But the sudden departure comes amid a number of uncomfortable circumstances and came right before PIMCO was set to remove him, according to the New York Times. Running up to his department were reports of erratic behavior, questions about his leadership, the declining performance of the funds he directed, and a Securities and Exchange Commission investigation into a fund he managed.

He was so associated with PIMCO that as of this morning his picture was still at the top center of the company's website. The 70-year-old made a $200 million annual salary, according to Business Insider. Gross is personally worth $2.3 billion, according to a Forbes estimate, was instrumental in PIMCO managing $2 trillion in assets. His work at the company reportedly made him the most powerful figure in the bond industry, as he managed, at $236 billion, the Total Return Fund, the largest bond fund in the world.

But over the last year, things began to deteriorate. Total Return Fund performance has lagged that of other bond funds. PIMCO CEO Mohamed El-Erian, who was supposed to take over from Gross, left the company in January. The rumored reason was "controversy over Gross's reportedly high handed management style," according to Forbes. That "sometimes included frequent outbursts," as the Times reported.
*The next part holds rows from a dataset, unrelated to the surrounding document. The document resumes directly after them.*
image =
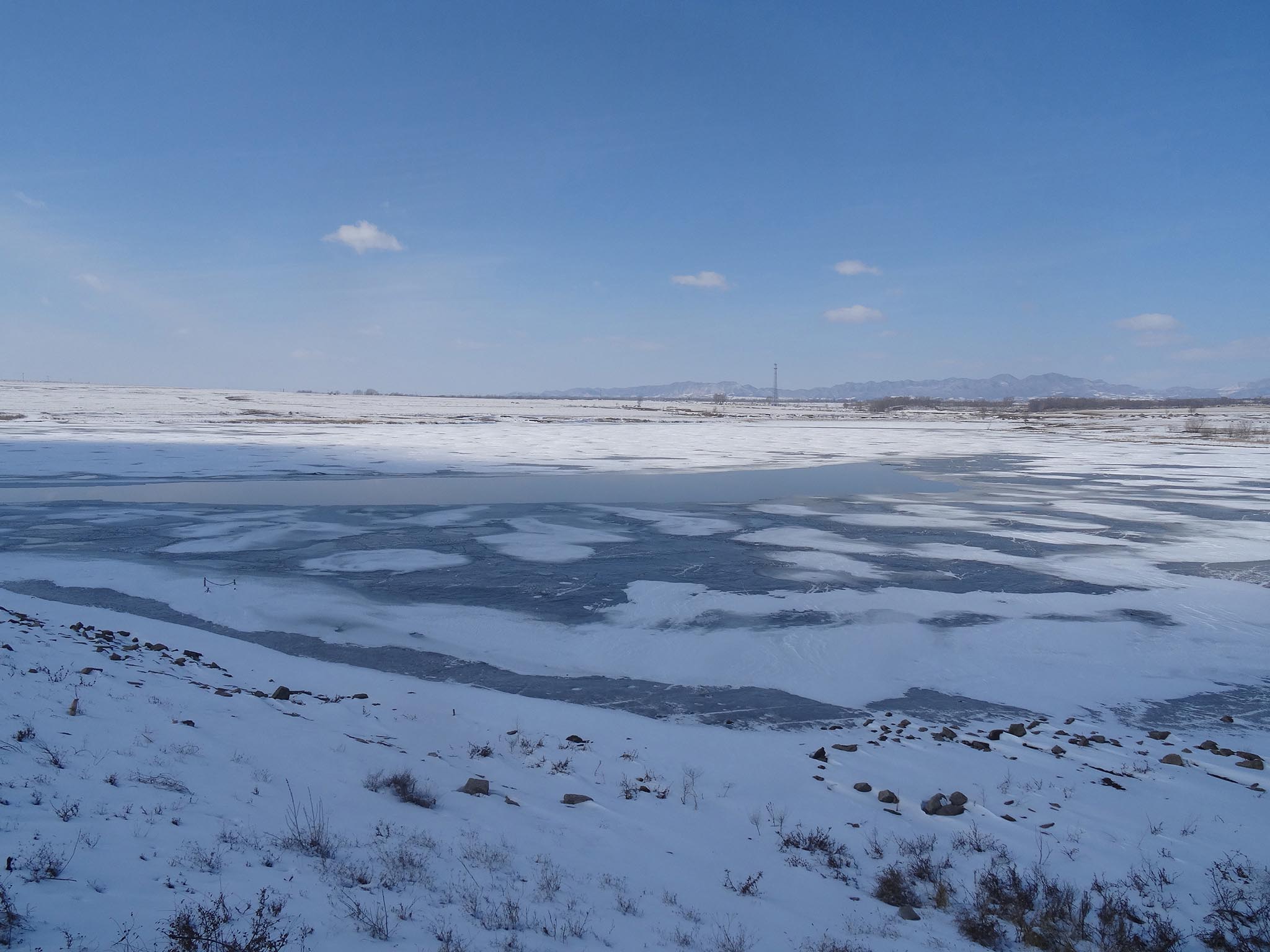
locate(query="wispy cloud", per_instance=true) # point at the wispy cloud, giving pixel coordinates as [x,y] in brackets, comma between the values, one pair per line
[621,343]
[1241,350]
[855,314]
[1152,329]
[91,281]
[363,238]
[1150,323]
[853,266]
[701,280]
The Wall Street Journal reports that PIMCO had repeatedly warned Gross about his behavior.

Then there was his personal behavior, which concerned many, including "showing up at a mutual fund industry forum to give an address wearing sunglasses and penning a monthly investor letter that was essentially an ode to his dead cat," according to the Times.

Wrapping up the package of bad news has been the SEC inquiry into whether someone artificially inflated the performance numbers of a $3.6 billion fund that Gross directly managed.

MarketWatch called that last 12 months Gross's "terrible, horrible, no good, very bad year."

According to Reuters, Gross knew he was being ousted and had threatened to quit on multiple occasions.